Like most western cultures, Koreans celebrate the New Year according to the Gregorian calendar (Dec. 31 – Jan. 1).  But in Korea, the much much bigger celebration is the Lunar New Year called Seollal 음력 설날.

chinese-new-year-300x300The date of the Lunar New Year varies every year.  It falls on the second new moon after the winter solstice.  In 2014, the Lunar New Year falls on January 30th.  At least that is what the astronomers say.

Seollal is the most celebrated traditional Korean holiday. Like CHUSEOK, Seollal is a three-day holiday.  All of Korea takes to the road to travel to where the family is.  Because of traffic, it takes a whole day for everyone to get through the traffic jams.  They spend a day with the family.  Then on the third day of the holiday, they head back to their own homes so that they can start work the next day.  

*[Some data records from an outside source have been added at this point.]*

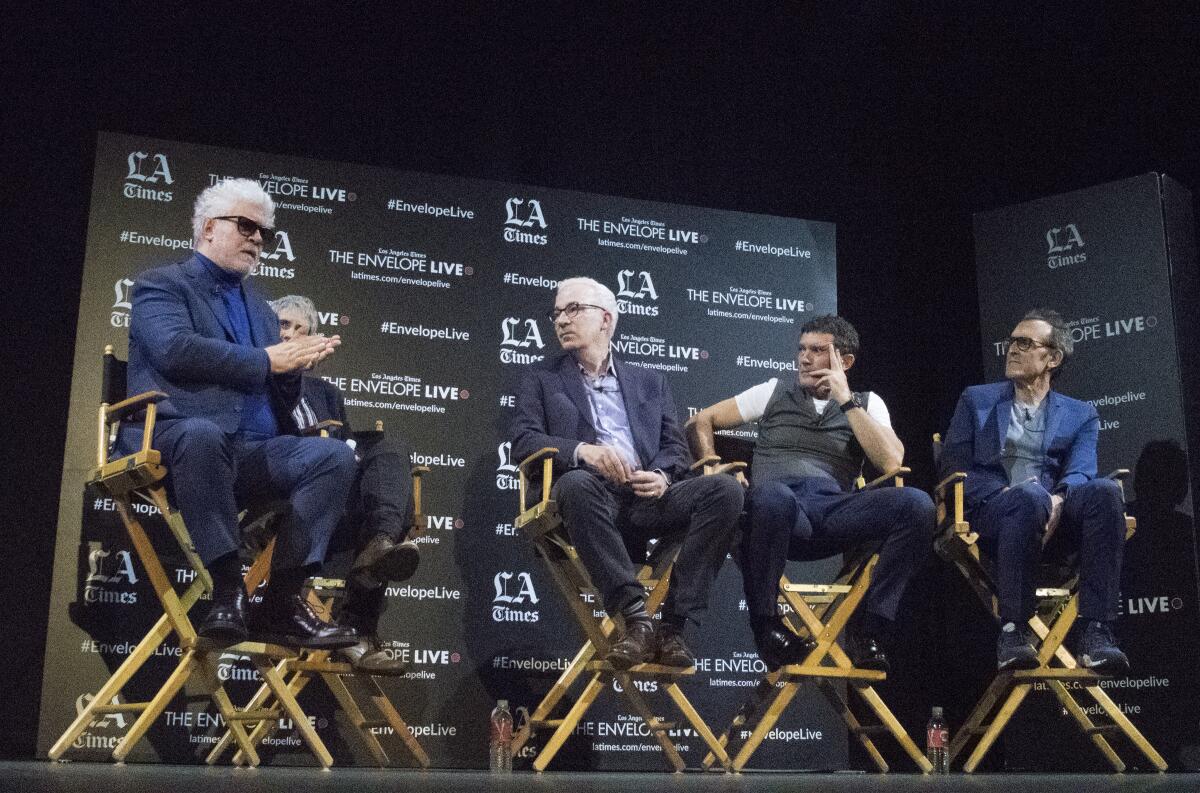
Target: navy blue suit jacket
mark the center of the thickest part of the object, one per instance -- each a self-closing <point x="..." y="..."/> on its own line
<point x="553" y="410"/>
<point x="976" y="438"/>
<point x="181" y="343"/>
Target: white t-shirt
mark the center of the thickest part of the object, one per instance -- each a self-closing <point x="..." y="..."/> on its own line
<point x="753" y="403"/>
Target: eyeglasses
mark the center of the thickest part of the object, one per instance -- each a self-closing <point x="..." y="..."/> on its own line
<point x="247" y="227"/>
<point x="1024" y="343"/>
<point x="571" y="311"/>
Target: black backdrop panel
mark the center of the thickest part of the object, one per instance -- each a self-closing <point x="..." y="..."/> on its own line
<point x="1104" y="259"/>
<point x="439" y="289"/>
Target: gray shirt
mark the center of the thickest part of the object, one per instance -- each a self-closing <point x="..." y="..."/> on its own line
<point x="1024" y="443"/>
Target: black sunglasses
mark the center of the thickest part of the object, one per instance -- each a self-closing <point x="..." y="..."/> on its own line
<point x="247" y="227"/>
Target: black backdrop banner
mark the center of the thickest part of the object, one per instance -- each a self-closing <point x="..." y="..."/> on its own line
<point x="438" y="287"/>
<point x="1104" y="258"/>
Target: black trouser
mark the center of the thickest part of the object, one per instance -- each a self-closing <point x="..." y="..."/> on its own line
<point x="381" y="502"/>
<point x="809" y="518"/>
<point x="607" y="523"/>
<point x="1011" y="527"/>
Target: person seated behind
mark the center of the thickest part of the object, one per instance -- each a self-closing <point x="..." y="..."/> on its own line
<point x="622" y="474"/>
<point x="379" y="510"/>
<point x="201" y="332"/>
<point x="1031" y="490"/>
<point x="814" y="436"/>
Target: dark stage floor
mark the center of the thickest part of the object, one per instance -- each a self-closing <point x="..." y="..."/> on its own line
<point x="28" y="778"/>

There are lots of traditional things that happen on the Lunar New Year.  For example, the family plays games and the elders give the kids gifts of money.  Read more about the traditions of the Korean New Year Seollal HERE.

But one more thing.  Everyone in Korea gets a year older on the Lunar New Year.  In Korea, everyone is counted as being one-year-old on the day that they are born.  They then turn two-years-old on the first Lunar New Year after they are born.  For example, if you were born on the day before the Lunar New Year, you would be one for that day only and then you would turn two the next day.  But if you were born the day after the Lunar New Year, you would wait 364 days before you would turn two-years-old. The actual anniversary of your birth takes a back seat to this Korean traditional “birthday” celebration.

So get out your streamers and noise makers.  2014 will be the Year of the Horse.  Let’s get this party started.